There are truly some fascinating and crazy fitness mashups out there. For instance, this Vanity Fair headline caught our eye about a new spinning facility that will feature under water cycling: ‘Think Yoga but Spinning: Think Aqua Studio.’ Think yoga but spinning? What does that even mean?
We already have wild yoga combos out there (See SUP: stand up paddleboard yoga) but we thought it would be fun to try our hand at introducing some new and exciting (and, of course, ridiculous) yoga mashups to mix it up on the mat. Or, you know, in the vat of yogurt.

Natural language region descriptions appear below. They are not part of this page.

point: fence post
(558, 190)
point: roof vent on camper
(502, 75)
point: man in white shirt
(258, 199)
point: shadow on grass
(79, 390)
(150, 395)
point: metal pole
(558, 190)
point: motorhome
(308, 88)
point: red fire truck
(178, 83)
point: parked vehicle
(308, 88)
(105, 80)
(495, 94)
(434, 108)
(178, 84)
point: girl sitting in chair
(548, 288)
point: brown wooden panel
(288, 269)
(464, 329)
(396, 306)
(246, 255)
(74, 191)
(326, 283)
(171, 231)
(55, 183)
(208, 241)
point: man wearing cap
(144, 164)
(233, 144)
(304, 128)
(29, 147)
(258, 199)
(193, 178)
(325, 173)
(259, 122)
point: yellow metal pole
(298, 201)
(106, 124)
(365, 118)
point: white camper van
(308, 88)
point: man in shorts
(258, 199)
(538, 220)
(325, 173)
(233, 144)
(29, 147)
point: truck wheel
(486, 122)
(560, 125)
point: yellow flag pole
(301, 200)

8 Crazy Yoga Style Mashups
1. YOG-YURT: think yoga but in a giant yurt filled with strawberry yogurt.
The obvious choice for any serious yogi seeking to win the Annual Yogurt Cup Championships a la the ancient Greek Yogurt Games. (Lactose-free China-Gel option available).
2. YOGHOUDINI: think yoga but in a straitjacket and hanging from a crane.
Think you know yoga? Try it upside down with two hands tied behind your back. Great for your circulation!
3. YOVACUUM: think yoga but while you clean your house.
This multitasking master class is nothing to sneeze at. You clear away the dust and cobwebs of your body, mind and household.
4. YOGAME OF THRONES: think yoga but medievally mythical and morally ambiguous.
Revolutionize your warrior poses while dabbling in gratuitous promiscuity and battling in unbridled commentary and analysis via social media networks on your way to Iron Throne Pose. Peacefully, of course. Ahimsa.
5. PRETZEL POWER: think yoga but in the inspiringly doughy setting of a pretzel-making factory.
Finally! You can have your pose and eat it, too! Open to all shapes, sizes and gluten content. Because no one pretzel is the same!
6. BEEZYOGA: think yoga but with the risk (benefit?) of sustaining thousands of stings in a bee hive.
You inner bees are like this:
But you’ll find inner peace is as sweet as honey!
7. YOGAFLECTION: think yoga but in a room full of fun house mirrors.
Distortion contortion? Or a new reflective perspective? It depends how you see it!
8. HALF-BAKED YOGA: think hot stoner yoga but in an oven where the Doobie Brothers play 24/7 and all the props are edible baked goods.
Can’t get any higher or hotter? That’s what a fool believes.